Vasicek Quantile Regression in Stan

stan
quantile
Author

Sean Pinkney

Published

October 14, 2022

In this post I’ll show a way to do quantile regression on a bounded unit interval. The Vasicek distribution is an alternative distribution for beta regressions and is described in Mazucheli et al. (2022). The Vasicek distribution is given as

\[ \begin{aligned} f(y \mid \alpha, \theta) &= \sqrt{\frac{1 - \theta}{\theta}} \exp \bigg\{\frac{1}{2} \bigg[\Phi^{-1}(y)^2 - \bigg(\frac{\Phi^{-1}(y) \sqrt{1 - \theta} - \Phi^{-1}(\alpha)}{\sqrt{\theta}} \bigg)^2 \bigg\} \\ F(y \mid \alpha, \theta) &= \Phi \bigg( \frac{\Phi^{-1}(y) \sqrt{1 - \theta} - \Phi^{-1}(\alpha)}{\sqrt{\theta}} \bigg) \\ Q(\tau \mid \alpha, \theta) &= F^{-1}(\tau \mid \alpha, \theta) = \Phi \bigg( \frac{\Phi^{-1}(\alpha) + \Phi^{-1}(\tau) \sqrt{\theta}}{\sqrt{1 - \theta}} \bigg) \end{aligned} \] where \(0 < (y, \alpha, \theta, \tau) < 1\) and \(\Phi\) and \(\Phi^{-1}\) are the standard normal CDF and QF respectively.

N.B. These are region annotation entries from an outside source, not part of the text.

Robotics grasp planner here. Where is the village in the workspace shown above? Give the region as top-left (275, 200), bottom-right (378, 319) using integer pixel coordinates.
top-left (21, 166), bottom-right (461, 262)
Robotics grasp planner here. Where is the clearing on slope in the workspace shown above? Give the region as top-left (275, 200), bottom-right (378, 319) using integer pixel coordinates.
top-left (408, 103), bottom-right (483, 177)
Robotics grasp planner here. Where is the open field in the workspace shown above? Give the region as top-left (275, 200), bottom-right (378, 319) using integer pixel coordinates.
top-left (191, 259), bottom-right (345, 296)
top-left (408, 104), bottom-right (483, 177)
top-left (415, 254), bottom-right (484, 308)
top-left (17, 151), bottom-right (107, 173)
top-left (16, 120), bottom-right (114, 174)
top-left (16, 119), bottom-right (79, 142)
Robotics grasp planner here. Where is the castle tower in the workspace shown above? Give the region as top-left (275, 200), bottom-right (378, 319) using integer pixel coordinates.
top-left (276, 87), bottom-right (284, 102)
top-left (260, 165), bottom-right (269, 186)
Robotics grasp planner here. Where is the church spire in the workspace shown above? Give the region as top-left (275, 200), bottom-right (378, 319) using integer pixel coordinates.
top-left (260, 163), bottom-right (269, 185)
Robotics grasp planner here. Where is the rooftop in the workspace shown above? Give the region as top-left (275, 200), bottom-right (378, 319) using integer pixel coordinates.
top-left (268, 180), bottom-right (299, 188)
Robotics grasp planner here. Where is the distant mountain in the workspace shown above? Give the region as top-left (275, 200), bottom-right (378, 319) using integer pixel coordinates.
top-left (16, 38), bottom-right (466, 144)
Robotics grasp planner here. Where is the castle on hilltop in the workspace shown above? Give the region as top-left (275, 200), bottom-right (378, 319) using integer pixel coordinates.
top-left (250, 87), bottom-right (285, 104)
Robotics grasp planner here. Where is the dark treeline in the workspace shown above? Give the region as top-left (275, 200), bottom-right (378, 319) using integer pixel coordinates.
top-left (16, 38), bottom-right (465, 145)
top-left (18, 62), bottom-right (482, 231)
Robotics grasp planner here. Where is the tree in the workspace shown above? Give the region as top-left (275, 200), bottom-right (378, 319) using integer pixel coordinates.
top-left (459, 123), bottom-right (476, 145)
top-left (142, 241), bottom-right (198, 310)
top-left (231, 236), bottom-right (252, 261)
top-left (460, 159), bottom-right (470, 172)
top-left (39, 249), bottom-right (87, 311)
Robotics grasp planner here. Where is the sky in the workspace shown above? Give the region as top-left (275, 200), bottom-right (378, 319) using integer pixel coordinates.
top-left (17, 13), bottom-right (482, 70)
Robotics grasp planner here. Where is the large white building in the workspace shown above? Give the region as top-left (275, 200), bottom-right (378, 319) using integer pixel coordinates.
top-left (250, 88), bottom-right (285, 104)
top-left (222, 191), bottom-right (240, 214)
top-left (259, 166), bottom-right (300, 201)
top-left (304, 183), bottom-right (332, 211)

The mean of the distribution is \(\operatorname{E}(Y) = \alpha\) and \(\operatorname{Var}(Y) = \Phi_2(\Phi^{-1}(\alpha), \Phi^{-1}(\alpha), \theta)\) where \(\Phi_2\) is the bivariate standard normal CDF.

In the paper they reparameterize the mean in terms of the \(\tau\)-th quantile as \[ \alpha = h^{-1}(\mu) = \Phi(\Phi^{-1}(\mu)\sqrt{1 - \theta} - \Phi^{-1}(\tau)\sqrt{\theta}). \] Given this reparmeterization the log-likelihood is \[ \begin{aligned} \ell( \mu, \theta \mid y, \tau) = \;& \frac{n}{2}\log\bigg(\frac{1 - \theta}{\theta} \bigg) - \frac{\Phi^{-1}(y)^\top \Phi^{-1}(y)}{2} - \\ & \frac{1}{2\theta} \sum_{i=1}^{n} \bigg(\sqrt{1 - \theta}\bigg[\Phi^{-1}(y_i) - \Phi^{-1}(\mu) \bigg] + \sqrt{\theta}\Phi^{-1}(\tau) \bigg)^2 \end{aligned} \] The log-likelihood may be written in Stan as:

  real vasicek_quantile_lpdf(vector y, real theta, vector mu, real tau) {
    if (tau <= 0 || tau >= 1) 
      reject("tau must be between 0 and 1 found tau = ", tau);
    
    if (theta <= 0 || theta >= 1) 
      reject("theta must be between 0 and 1 found theta = ", theta);
    
    int N = num_elements(y);
    real lpdf = 0.5 * N * (log1m(theta) - log(theta));
    vector[N] qnorm_mu = inv_Phi(mu);
    real qnorm_tau = inv_Phi(tau);
    vector[N] qnorm_y = inv_Phi(y);
    vector[N] qnorm_alpha = -sqrt(theta) * qnorm_tau + 
                              qnorm_mu * sqrt(1 - theta);
    
    return lpdf + 0.5 * dot_self(qnorm_y) -
            0.5 * sum( (sqrt(1 - theta) * qnorm_y - qnorm_alpha)^2 / theta);
  }

The authors provided an R package vasicekreg where we can check if it results in the same log-likelihood,

library(cmdstanr)
library(vasicekreg)
source("expose_cmdstanr_funs.R")
x <- rVASIQ(n = 1, mu = 0.50, sigma = 0.69, tau = 0.50)
expose_cmdstanr_functions("vasicek.stan", expose_to_global_env = T)
stan_lpdf <- vasicek_quantile_lpdf(x, theta = 0.69, mu = 0.5, tau = 0.5)
r_lpdf <- dVASIQ(x, mu = 0.5, sigma = 0.69, log = T)
all.equal(stan_lpdf, r_lpdf)
[1] TRUE

To expose the Stan function to my R environment I have used the expose_cmdstanr_funs.R script from Rok Češnovar’s repo.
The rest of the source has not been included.